With the Election Commission implementing the Supreme Court judgement on disqualification of convicted MLAs and MPs, government is working overtime to negate the order by seeking a review and even trying to bring parties on board for a constitutional amendment.
Highly placed sources in the Law Ministry said on Friday that while the government is likely to file a review in the coming days, it is also mulling the option of bringing a constitutional amendment bill if it gets the support of the political parties.
While there is unanimity among political parties against the SC verdict, government would move cautiously before amending the Constitution.
In its July 10 verdict, the apex court had struck down a provision in the electoral law that protects a convicted lawmaker from disqualification on the ground of pendency of appeal in higher courts.
It had also made it clear that MPs, MLAs and MLCs would stand disqualified on the date of conviction.
“We also hold that the provisions of Article 101(3) (a) and 190(3) (a) of the Constitution expressly prohibit Parliament to defer the date from which the disqualification will come into effect in case of a sitting member of Parliament or a State Legislature.

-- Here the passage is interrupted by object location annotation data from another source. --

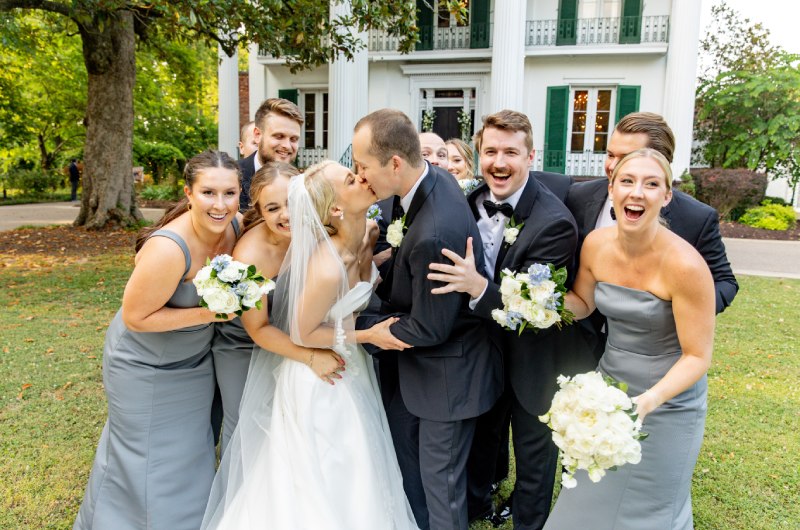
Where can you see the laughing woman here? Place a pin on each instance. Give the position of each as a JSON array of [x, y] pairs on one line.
[[658, 296], [155, 460]]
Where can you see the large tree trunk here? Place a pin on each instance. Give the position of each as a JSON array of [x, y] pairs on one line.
[[109, 55]]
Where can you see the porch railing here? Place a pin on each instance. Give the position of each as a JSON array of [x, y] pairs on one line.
[[597, 31]]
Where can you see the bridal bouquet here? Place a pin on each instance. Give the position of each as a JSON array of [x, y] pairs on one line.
[[229, 286], [594, 426], [533, 299]]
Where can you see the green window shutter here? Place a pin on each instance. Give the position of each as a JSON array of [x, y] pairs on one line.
[[425, 24], [479, 24], [292, 94], [555, 129], [627, 100], [567, 22], [630, 31]]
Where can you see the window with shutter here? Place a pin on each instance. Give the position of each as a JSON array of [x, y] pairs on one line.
[[567, 22], [425, 24], [627, 100], [479, 24], [555, 129]]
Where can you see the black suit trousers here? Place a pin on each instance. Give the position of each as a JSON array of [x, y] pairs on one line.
[[433, 460]]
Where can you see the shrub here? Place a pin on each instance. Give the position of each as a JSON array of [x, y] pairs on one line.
[[770, 216], [159, 192], [729, 191]]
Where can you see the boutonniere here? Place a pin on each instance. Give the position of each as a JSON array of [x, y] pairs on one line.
[[469, 185], [395, 232], [511, 231]]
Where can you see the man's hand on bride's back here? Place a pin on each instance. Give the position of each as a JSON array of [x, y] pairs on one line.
[[327, 364], [381, 336]]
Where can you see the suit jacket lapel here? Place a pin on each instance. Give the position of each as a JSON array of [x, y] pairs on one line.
[[472, 199], [424, 189], [521, 213]]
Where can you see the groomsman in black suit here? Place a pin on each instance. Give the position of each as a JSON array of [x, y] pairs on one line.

“Parliament, therefore, has exceeded its powers conferred by the Constitution in enacting sub-section (4) of Section 8 of the (RP) Act and accordingly sub-section (4) of Section 8 of the Act is ultra vires to the Constitution,” it had said.
The Constitutional amendment bill is likely to deal with this part of the judgement.
“Talks with various political parties are on...whatever decision is taken will be based on consensus,” Law Minister Kapil Sibal had said recently on the issue.
He had made it clear that the government may approach the apex court for a review of its order and also go for a “legislative remedy” by amending the current laws.